You are viewing a plain text version of this content. The canonical link for it is here.

Posted to dev@mesos.apache.org by Jorge Machado <jo...@me.com.INVALID> on 2019/03/22 07:35:07 UTC

[MESOS-8248] - Expose information about GPU assigned to a task

Hi Mesos devs, 

In our use case from mesos we need to get gpu resource usage per task and build dashboards on grafana for it.  Getting the metrics to Grafana we will send the metrics to prometheus the main problem is how to get the metrics in a reliable way. 
I proposing the following: 

Changing the mesos.proto and mesos.proto under v1 and on ResourceStatistics message add: 

//GPU statistics for each container
optional int32 gpu_idx = 50;
optional string gpu_uuid = 51;
optional string device_name = 52;
optional uint64 gpu_memory_used_mb = 53;
optional uint64 gpu_memory_total_mb = 54;
optional double gpu_usage = 55;
optional int32 gpu_temperature = 56;
optional int32 gpu_frequency_MHz = 57;
optional int32 gpu_power_used_W = 58;

For starters I would like to change NvidiaGpuIsolatorProcess at isolator.cpp and there get the nvml call for the usage method. As I’m new to this I need some guidelines please. 

My questions:  

Does the NvidiaGpuIsolatorProcess runs already inside the container or just outside in the agent ? (I’m assuming outside)
From what I saw on the cpu metrics they are gathered inside the container for the gpu we could do it in the NvidiaGpuIsolatorProcess and get the metrics via the host. 
Anything more that I should check ? 

Thanks a lot

Jorge Machado
www.jmachado.me

Re: [MESOS-8248] - Expose information about GPU assigned to a task

Posted by Gilbert Song <gi...@mesosphere.io>.
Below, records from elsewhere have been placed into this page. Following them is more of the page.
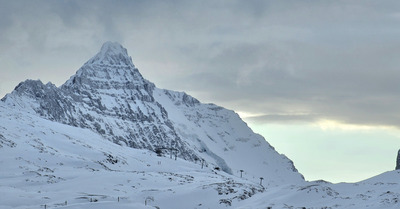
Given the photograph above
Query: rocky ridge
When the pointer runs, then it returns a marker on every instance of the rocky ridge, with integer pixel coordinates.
(109, 96)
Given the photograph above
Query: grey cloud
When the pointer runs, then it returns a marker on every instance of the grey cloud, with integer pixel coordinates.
(286, 60)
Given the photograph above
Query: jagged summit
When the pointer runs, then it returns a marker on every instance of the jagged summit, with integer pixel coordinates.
(110, 68)
(112, 54)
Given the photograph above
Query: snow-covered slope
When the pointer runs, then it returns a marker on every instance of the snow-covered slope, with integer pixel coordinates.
(61, 166)
(108, 138)
(109, 96)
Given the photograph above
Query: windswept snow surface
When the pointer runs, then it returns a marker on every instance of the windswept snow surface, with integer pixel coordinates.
(60, 166)
(92, 143)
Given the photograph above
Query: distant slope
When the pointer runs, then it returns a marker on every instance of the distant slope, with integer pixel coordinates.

Thanks for the feedback, BenM!

Jorge, could you mind addressing BenM's comment above and put the proposal
to a google doc?

We could discuss this proposal in next Containerization WG meeting on April
4th (please add an agenda and link your proposal):
https://docs.google.com/document/d/1z55a7tLZFoRWVuUxz1FZwgxkHeugtc2nHR89skFXSpU/edit#heading=h.978qjujkxfvu

-Gilbert

On Fri, Mar 22, 2019 at 12:19 PM Benjamin Mahler <be...@gmail.com>
wrote:

> Containers can be assigned multiple GPUs, so I assume you're thinking of
> putting these metrics in a repeated message? (similar to DiskStatistics)
>
> It has seemed to me we should probably make this Nvidia specific (e.g.
> NvidiaGPUStatistics). In the past we thought generalizing this would be
> good, but there's only Nvidia support at the moment and we haven't been
> able to make sure that other GPU libraries provide the same information.
>
> For each metric can you also include the relevant calls from NVML for
> obtaining the information? Can you also highlight what cadvisor provides to
> make sure we don't miss anything? From my read of their code, it seems to
> be a subset of what you listed?
>
> https://github.com/google/cadvisor/blob/e310755a36728b457fcc1de6b54bb4c6cb38f031/accelerators/nvidia.go#L216-L246
>
> On Fri, Mar 22, 2019 at 6:58 AM Jorge Machado <jo...@me.com.invalid>
> wrote:
>
> > another way would be to just use cadvisor
> >
> > > On 22 Mar 2019, at 08:35, Jorge Machado <jo...@me.com.INVALID> wrote:
> > >
> > > Hi Mesos devs,
> > >
> > > In our use case from mesos we need to get gpu resource usage per task
> > and build dashboards on grafana for it.  Getting the metrics to Grafana
> we
> > will send the metrics to prometheus the main problem is how to get the
> > metrics in a reliable way.
> > > I proposing the following:
> > >
> > > Changing the mesos.proto and mesos.proto under v1 and on
> > ResourceStatistics message add:
> > >
> > > //GPU statistics for each container
> > > optional int32 gpu_idx = 50;
> > > optional string gpu_uuid = 51;
> > > optional string device_name = 52;
> > > optional uint64 gpu_memory_used_mb = 53;
> > > optional uint64 gpu_memory_total_mb = 54;
> > > optional double gpu_usage = 55;
> > > optional int32 gpu_temperature = 56;
> > > optional int32 gpu_frequency_MHz = 57;
> > > optional int32 gpu_power_used_W = 58;
> > >
> > > For starters I would like to change NvidiaGpuIsolatorProcess at
> > isolator.cpp and there get the nvml call for the usage method. As I’m new
> > to this I need some guidelines please.
> > >
> > > My questions:
> > >
> > > Does the NvidiaGpuIsolatorProcess runs already inside the container or
> > just outside in the agent ? (I’m assuming outside)
> > > From what I saw on the cpu metrics they are gathered inside the
> > container for the gpu we could do it in the NvidiaGpuIsolatorProcess and
> > get the metrics via the host.
> > > Anything more that I should check ?
> > >
> > > Thanks a lot
> > >
> > > Jorge Machado
> > > www.jmachado.me
> > >
> > >
> > >
> > >
> > >
> >
> >
>

Re: [MESOS-8248] - Expose information about GPU assigned to a task

Posted by Benjamin Mahler <be...@gmail.com>.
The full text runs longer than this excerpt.